Depending on who you ask, there are basically two songs in Blondie’s catalog which could be considered their “signature hit.” The first is “Heart of Glass,” which we featured in a previous rewind. The other is “Call Me,” which hit the airwaves in 1980. Interestingly enough, both hits were something of an anomaly for the band.

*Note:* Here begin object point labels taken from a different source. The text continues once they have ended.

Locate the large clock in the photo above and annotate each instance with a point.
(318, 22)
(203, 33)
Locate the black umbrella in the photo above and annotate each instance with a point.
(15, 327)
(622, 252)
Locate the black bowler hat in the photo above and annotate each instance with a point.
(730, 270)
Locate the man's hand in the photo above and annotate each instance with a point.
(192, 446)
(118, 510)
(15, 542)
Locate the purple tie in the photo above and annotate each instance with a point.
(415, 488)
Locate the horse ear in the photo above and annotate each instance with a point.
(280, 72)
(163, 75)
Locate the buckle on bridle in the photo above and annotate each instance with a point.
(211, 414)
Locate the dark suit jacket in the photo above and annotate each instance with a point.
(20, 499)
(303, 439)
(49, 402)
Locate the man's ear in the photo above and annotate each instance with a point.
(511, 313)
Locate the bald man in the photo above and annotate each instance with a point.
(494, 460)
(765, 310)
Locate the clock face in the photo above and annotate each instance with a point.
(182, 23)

While “Heart of Glass” came under fire as too much of a disco hit for a band defining itself as punk/new wave, “Call Me” is more within Blondie’s wheelhouse, with sparse instrumentation and driving guitars and drums. However, ironically, “Call Me” didn’t show up on any of Blondie’s albums until nearly two decades after its release, having appeared originally on the soundtrack the 1980 film American Gigolo starring Richard Gere. When Stevie Nicks was unable to contribute a track to the film due to contract restrictions, disco producer Giorgio Moroder presented the music to Deborah Harry, who wrote the lyrics for it in a few hours’ time. The song topped the Billboard charts for six weeks, earned a Grammy nomination, and went on to be one of the band’s all-time best sellers, all without actually appearing on a Blondie album until the late 1990s (a remixed version for Once More Into the Bleach), and then again as a bonus cut on a reissue of Autoamerican in 2001. The Spanish version of the song also appeared on the Blonde and Beyond compilation record in 1993.
The original soundtrack cut of “Call Me” clocks at just over 8 minutes, while the radio and music video versions have a much shorter runtime. Enjoy!